There are many gems in Craiutu’s essay. He rightly emphasizes Tocqueville’s opposition to every form of historical determinism, to the effort to shear history and politics of the human element. No Churchill, no victory in the Battle of Britain. No Hitler, no Holocaust. As the historian John Lukacs has suggested, every sentence in Tocqueville’s chapter on historians in democratic centuries could be turned into a paragraph, and every paragraph into a chapter. The chapter is that discerning. Social scientists may be concerned with “dependent variables,” but they forget that human agency is itself a variable that is not reducible to things outside itself. 
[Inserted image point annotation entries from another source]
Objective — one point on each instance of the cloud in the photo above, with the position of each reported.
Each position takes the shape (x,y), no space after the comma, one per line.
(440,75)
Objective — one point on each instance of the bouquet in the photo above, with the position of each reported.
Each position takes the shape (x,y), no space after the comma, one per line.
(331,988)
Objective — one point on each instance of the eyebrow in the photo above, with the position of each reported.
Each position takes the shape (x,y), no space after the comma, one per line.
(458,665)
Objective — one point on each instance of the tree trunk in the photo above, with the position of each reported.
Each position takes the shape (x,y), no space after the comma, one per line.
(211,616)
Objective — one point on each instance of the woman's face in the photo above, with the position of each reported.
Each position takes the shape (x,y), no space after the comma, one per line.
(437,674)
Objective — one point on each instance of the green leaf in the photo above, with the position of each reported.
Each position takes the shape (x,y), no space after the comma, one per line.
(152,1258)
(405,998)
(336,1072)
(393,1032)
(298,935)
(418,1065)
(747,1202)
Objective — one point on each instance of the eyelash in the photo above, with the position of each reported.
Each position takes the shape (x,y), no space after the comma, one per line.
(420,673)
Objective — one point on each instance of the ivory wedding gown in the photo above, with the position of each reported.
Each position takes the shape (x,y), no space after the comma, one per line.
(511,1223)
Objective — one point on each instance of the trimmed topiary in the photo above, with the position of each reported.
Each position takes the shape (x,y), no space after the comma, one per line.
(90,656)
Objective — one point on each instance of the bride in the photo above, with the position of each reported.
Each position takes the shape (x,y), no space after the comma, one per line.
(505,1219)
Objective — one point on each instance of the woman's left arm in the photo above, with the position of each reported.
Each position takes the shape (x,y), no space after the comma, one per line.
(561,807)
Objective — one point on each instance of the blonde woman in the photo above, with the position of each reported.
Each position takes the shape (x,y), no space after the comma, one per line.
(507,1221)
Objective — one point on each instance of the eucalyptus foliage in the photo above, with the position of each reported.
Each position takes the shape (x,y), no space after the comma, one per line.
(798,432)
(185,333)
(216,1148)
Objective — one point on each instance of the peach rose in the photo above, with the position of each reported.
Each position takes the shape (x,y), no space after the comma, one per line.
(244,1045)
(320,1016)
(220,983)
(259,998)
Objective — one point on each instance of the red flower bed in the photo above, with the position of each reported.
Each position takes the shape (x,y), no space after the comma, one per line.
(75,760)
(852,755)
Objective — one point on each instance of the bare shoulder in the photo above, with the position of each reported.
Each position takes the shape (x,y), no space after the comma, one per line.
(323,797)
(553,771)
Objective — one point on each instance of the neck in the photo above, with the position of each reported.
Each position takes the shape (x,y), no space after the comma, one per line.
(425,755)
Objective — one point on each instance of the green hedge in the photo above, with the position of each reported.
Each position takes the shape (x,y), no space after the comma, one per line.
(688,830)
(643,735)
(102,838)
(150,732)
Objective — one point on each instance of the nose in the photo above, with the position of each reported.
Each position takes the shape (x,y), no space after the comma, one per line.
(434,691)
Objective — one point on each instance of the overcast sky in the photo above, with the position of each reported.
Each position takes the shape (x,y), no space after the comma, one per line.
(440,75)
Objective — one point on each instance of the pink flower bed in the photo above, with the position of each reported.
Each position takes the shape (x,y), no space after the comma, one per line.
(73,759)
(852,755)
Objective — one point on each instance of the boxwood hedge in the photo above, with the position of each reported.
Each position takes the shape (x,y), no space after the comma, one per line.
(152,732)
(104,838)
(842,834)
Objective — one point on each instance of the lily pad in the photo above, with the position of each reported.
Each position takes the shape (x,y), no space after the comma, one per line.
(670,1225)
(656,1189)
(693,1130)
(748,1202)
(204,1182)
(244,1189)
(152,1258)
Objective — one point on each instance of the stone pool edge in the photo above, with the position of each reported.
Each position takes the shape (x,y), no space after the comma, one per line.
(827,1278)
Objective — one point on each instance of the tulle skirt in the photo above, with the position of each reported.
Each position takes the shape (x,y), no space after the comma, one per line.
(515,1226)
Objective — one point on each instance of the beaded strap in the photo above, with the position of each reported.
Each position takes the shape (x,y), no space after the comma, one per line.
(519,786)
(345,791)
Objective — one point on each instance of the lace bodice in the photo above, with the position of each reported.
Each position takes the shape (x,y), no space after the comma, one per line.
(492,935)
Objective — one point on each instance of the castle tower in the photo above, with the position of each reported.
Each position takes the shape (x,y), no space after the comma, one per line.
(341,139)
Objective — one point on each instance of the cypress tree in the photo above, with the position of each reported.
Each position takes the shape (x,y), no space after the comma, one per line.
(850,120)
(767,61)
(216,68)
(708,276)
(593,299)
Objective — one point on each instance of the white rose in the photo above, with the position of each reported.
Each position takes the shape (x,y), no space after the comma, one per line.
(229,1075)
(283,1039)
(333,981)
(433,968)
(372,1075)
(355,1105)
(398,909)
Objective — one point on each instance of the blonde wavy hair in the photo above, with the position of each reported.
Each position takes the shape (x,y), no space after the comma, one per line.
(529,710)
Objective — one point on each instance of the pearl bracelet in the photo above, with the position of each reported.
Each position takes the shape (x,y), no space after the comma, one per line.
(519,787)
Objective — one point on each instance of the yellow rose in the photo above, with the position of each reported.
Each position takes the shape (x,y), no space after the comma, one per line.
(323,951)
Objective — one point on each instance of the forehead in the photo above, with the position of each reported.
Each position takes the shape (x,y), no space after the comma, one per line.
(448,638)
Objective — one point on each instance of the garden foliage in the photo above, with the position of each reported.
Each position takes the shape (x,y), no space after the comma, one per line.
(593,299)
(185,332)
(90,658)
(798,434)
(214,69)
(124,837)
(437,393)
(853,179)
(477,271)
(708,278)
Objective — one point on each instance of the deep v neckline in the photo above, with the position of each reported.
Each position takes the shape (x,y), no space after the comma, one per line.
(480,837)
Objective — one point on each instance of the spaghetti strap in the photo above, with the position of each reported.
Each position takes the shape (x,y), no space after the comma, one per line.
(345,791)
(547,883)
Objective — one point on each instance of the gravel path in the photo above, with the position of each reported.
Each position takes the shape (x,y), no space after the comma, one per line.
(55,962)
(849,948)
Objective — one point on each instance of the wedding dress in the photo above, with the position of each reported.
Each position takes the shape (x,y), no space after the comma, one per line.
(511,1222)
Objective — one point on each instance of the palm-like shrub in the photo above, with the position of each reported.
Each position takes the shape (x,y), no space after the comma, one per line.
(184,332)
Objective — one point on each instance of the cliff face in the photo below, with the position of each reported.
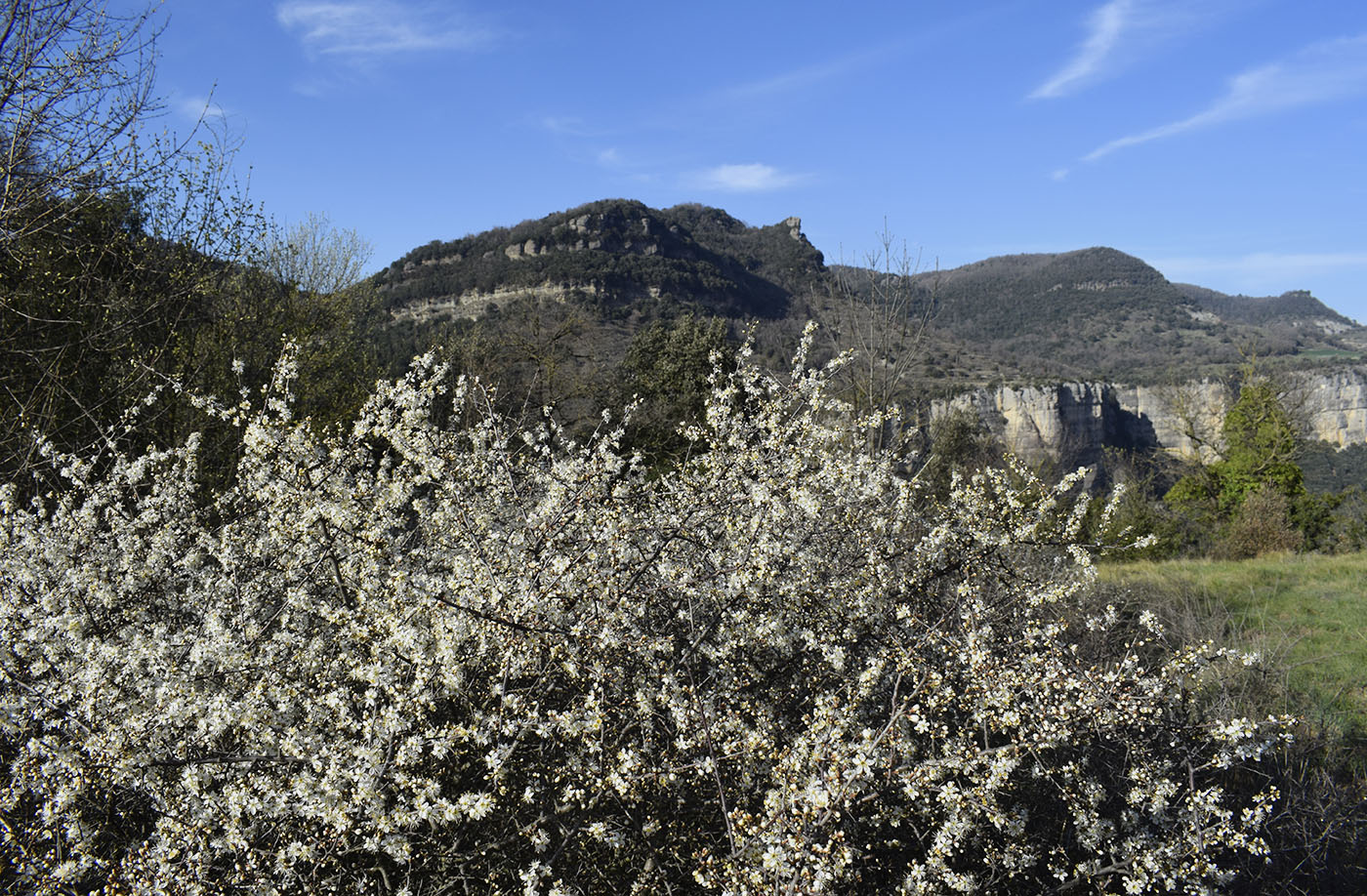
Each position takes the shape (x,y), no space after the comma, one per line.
(1072,423)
Craiutu’s “thought experiment” about Tocqueville’s fate in a modern scientistic political science department speaks for itself. The bloodless and soulless advocates of scientism cannot understand “social wholes” or an action that is not determined by something outside itself. They have severed political science from a concern for the soul and the liberty and dignity of human beings. They want absolute precision where reality (such as the nature of democracy) demands a respect for the phenomenon in all its amplitude and variety. We should judge academic political science by the heights and depths to which Mill referred and not by a petty scientism that cannot understand things as they are. If Tocqueville could not be awarded a dissertation for Democracy in America, there is something deeply wrong with a profession that in its dominant parts has forgotten sagesse (wisdom) in both its theoretical and practical forms.
Endnotes
[76.] John Stuart Mill's reviews of the two volumes of Democracy in America can be found in The Collected Works of John Stuart Mill, Volume XVIII – Essays on Politics and Society Part I, ed. John M. Robson, Introduction by Alexander Brady (Toronto: University of Toronto Press, London: Routledge and Kegan Paul, 1977): Volume 1 and Volume 2.